To do so, the following information are needed:
var: Outcome / health event; it must be categorical for a logistic regression model
data: Dataframe that contains the outcome and all the exposures to be tested
Other information can be added to the output of the function:
manplot: Indicates if it is desired to display a Manhattan plot of the results in the output of the function
nbvalmanplot: Indicates the number of values to display in the Manhattan plot (in order not to overload the graphs)
Bonferroni: Indicates if we want to display the Bonferroni threshold on the Manhattan plot
FDR : Indicates if you want to display the False Discovery Rate threshold according to the Benjamini-Hochberg method on the Manhattan plot
manplotsign : Indicates if you want to display a Manhattan plot containing only significant only the significant values with a p-value > 0.05.
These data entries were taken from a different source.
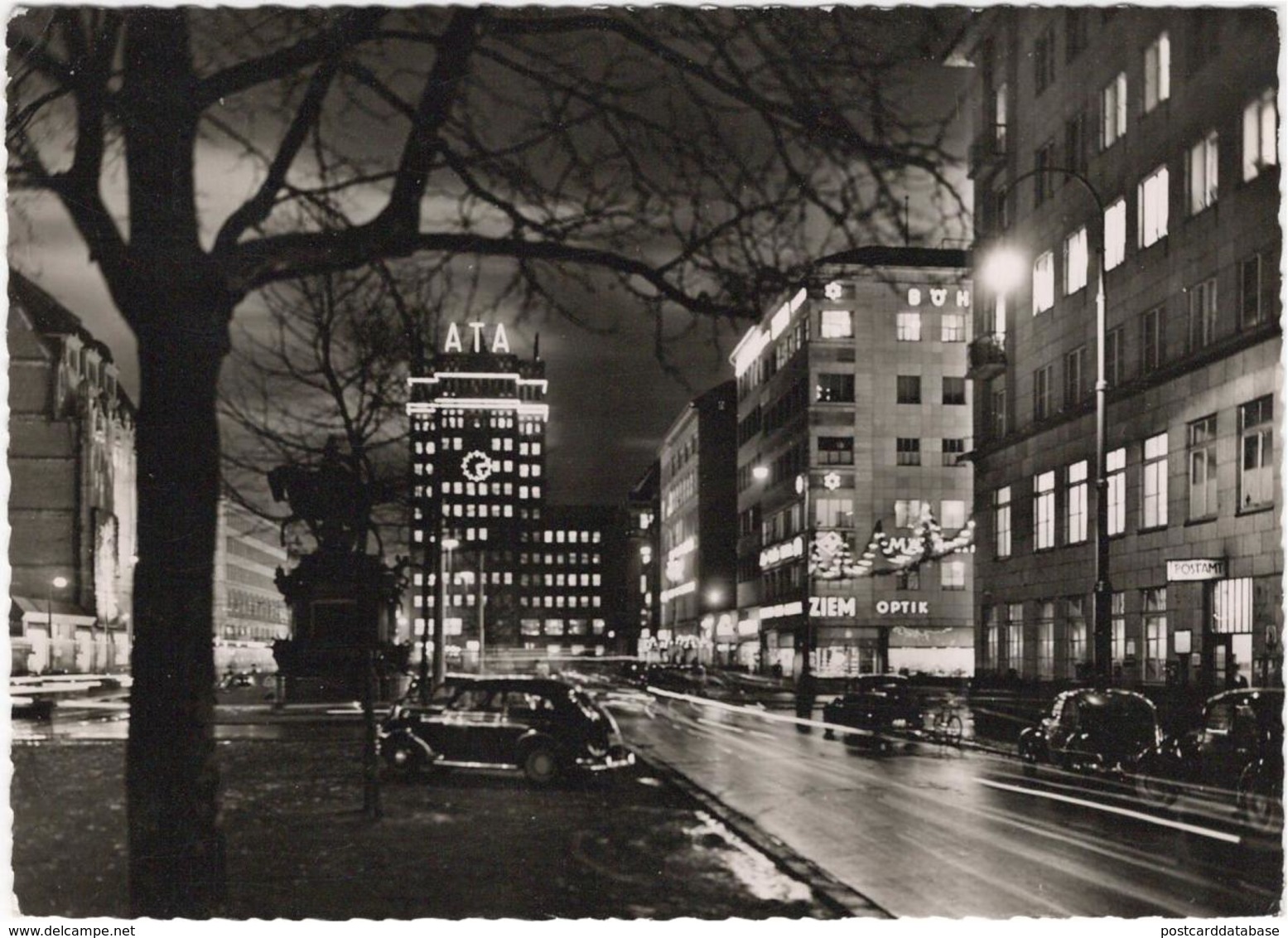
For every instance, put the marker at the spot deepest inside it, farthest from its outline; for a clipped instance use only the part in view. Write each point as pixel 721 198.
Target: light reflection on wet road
pixel 926 830
pixel 920 829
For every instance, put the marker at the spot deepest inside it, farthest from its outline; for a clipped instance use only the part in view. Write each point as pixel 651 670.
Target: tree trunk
pixel 176 849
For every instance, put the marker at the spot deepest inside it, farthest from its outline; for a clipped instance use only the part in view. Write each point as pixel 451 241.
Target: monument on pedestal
pixel 341 599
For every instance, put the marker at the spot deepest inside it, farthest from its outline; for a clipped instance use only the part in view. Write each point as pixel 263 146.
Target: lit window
pixel 1076 636
pixel 1002 522
pixel 1114 357
pixel 835 388
pixel 836 324
pixel 1158 72
pixel 1260 136
pixel 1201 172
pixel 1044 283
pixel 1202 313
pixel 1042 408
pixel 1076 262
pixel 952 515
pixel 1155 616
pixel 1256 457
pixel 1113 111
pixel 836 450
pixel 1046 640
pixel 1151 350
pixel 1044 510
pixel 1151 206
pixel 1076 384
pixel 1076 503
pixel 1250 292
pixel 1015 636
pixel 907 512
pixel 909 326
pixel 1202 457
pixel 1153 496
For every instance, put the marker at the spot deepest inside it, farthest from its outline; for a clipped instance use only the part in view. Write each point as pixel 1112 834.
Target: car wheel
pixel 1028 762
pixel 540 764
pixel 1259 805
pixel 403 757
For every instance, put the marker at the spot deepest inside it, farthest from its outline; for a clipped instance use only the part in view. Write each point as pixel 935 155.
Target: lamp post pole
pixel 1102 590
pixel 805 687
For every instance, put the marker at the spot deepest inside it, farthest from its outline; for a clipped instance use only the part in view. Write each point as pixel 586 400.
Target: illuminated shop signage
pixel 789 550
pixel 500 341
pixel 902 607
pixel 833 607
pixel 938 297
pixel 781 611
pixel 1188 571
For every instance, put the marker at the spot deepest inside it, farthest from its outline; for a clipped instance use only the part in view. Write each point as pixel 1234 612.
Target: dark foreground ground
pixel 452 847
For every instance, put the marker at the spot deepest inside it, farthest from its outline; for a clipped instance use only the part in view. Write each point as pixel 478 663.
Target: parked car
pixel 1237 752
pixel 540 726
pixel 1091 729
pixel 876 703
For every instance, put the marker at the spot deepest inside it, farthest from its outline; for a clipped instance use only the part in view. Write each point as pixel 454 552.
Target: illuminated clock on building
pixel 477 466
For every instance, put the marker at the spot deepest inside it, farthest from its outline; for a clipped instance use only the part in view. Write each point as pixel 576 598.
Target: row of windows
pixel 907 452
pixel 1255 482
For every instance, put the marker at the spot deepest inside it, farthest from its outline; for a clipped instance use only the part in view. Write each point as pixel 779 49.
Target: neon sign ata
pixel 500 341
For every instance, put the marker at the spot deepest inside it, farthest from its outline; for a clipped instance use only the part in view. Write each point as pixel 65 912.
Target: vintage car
pixel 876 703
pixel 1091 729
pixel 1237 752
pixel 540 726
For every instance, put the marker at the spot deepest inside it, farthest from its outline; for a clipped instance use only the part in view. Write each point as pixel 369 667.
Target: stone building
pixel 72 513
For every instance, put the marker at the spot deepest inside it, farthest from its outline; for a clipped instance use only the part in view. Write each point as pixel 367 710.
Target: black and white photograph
pixel 616 466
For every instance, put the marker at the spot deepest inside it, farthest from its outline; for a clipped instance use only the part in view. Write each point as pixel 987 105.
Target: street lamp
pixel 1004 271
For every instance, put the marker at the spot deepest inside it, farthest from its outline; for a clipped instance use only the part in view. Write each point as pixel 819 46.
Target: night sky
pixel 610 399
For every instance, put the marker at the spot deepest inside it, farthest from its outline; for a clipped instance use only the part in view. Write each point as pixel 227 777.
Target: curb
pixel 828 891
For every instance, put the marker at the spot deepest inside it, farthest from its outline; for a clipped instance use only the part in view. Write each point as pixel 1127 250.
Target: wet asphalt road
pixel 928 830
pixel 919 829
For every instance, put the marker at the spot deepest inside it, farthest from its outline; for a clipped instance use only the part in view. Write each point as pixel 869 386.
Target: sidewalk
pixel 456 845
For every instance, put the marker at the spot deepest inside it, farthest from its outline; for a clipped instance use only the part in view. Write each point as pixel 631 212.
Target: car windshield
pixel 1122 717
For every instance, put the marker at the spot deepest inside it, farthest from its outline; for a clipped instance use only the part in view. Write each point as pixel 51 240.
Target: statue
pixel 331 500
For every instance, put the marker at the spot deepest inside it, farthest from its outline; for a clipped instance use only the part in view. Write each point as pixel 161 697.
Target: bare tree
pixel 697 156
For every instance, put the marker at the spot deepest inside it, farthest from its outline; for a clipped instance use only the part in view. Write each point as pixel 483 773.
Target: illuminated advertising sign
pixel 833 607
pixel 500 341
pixel 938 297
pixel 1190 571
pixel 902 607
pixel 789 550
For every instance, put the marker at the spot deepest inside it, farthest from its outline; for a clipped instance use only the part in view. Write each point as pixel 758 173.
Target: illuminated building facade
pixel 643 568
pixel 1170 116
pixel 72 510
pixel 853 500
pixel 696 494
pixel 573 578
pixel 478 452
pixel 250 612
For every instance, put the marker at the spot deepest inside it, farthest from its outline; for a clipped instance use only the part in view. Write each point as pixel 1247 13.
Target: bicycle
pixel 946 726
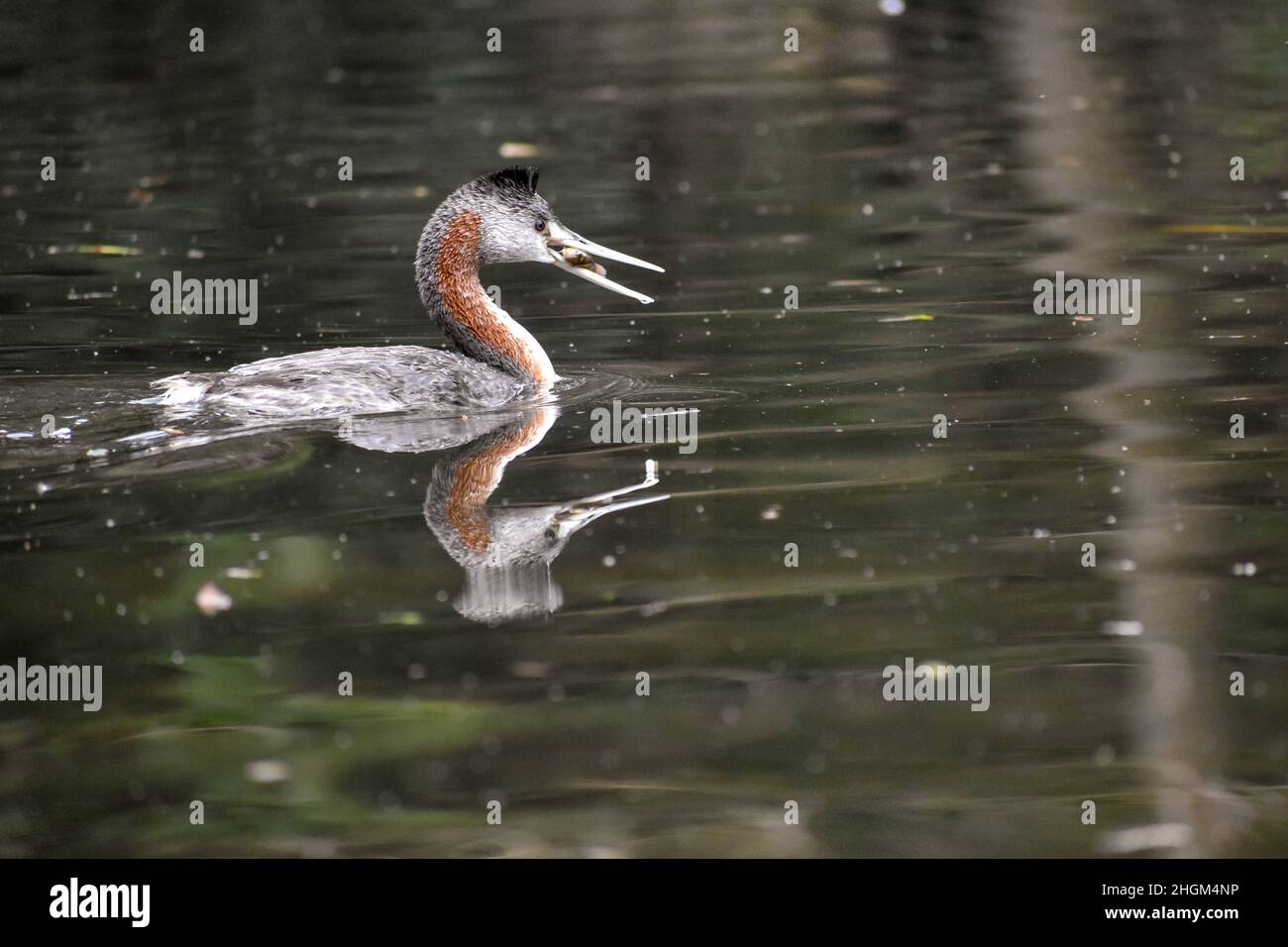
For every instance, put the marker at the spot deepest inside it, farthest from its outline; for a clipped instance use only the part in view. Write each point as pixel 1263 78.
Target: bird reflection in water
pixel 505 551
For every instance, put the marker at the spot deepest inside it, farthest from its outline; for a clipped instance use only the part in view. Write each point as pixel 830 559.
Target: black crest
pixel 516 178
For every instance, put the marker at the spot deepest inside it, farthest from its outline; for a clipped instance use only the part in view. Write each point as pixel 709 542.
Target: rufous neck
pixel 447 274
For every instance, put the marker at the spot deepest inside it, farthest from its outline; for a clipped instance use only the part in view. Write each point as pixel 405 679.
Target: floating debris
pixel 1223 228
pixel 268 771
pixel 243 573
pixel 211 599
pixel 914 317
pixel 518 150
pixel 400 618
pixel 95 249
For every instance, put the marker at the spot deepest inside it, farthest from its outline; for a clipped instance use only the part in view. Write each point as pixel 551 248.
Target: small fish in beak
pixel 578 256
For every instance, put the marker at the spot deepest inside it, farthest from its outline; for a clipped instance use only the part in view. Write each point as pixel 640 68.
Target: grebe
pixel 496 218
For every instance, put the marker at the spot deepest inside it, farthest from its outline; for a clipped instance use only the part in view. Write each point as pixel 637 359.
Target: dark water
pixel 768 169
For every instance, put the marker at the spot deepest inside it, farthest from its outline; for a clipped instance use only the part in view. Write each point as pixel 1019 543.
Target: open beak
pixel 576 254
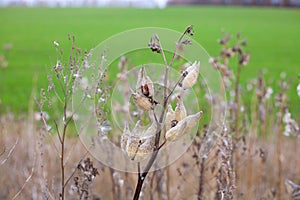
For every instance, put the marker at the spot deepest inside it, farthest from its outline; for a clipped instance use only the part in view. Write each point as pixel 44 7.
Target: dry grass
pixel 181 178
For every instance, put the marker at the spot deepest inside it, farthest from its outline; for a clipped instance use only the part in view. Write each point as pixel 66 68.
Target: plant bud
pixel 170 116
pixel 176 131
pixel 142 102
pixel 192 75
pixel 180 111
pixel 144 85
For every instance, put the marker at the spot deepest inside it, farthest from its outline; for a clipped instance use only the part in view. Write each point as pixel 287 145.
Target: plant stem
pixel 278 146
pixel 157 147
ELJAlogistic(var = 'diabetes',data = PimaIndiansDiabetes,manplot = TRUE,
Bonferroni = TRUE,FDR = TRUE, nbvalmanplot = 30, manplotsign = FALSE)
results
#> level odd_ratio ci_low ci_high p_value n
#> pregnant_pregnant pregnant 1.147008 1.0970869 1.200315 2.147445e-09 768
#> glucose_glucose glucose 1.038599 1.0321816 1.045439 2.378098e-31 768
#> pressure_pressure pressure 1.007452 0.9994922 1.015902 7.299362e-02 768
#> triceps_triceps triceps 1.009911 1.0005344 1.019455 3.881576e-02 768
#> insulin_insulin insulin 1.002301 1.0010311 1.003607 4.353455e-04 768
#> mass_mass mass 1.098044 1.0730012 1.124942 8.449577e-15 768
#> pedigree_pedigree pedigree 2.953073 1.8799770 4.713627 3.702926e-06 768
#> age_age age 1.042922 1.0296867 1.056659 1.773155e-10 768
#> AIC
#> pregnant_pregnant 960.2099
#> glucose_glucose 812.7196
#> pressure_pressure 994.1276
#> triceps_triceps 993.1890
#> insulin_insulin 984.8104
#> mass_mass 924.7142
#> pedigree_pedigree 974.8609
#> age_age 954.7203
We observe a Manhattan plot showing the results of the EWAS analysis and a dataframe showing the more detailed results.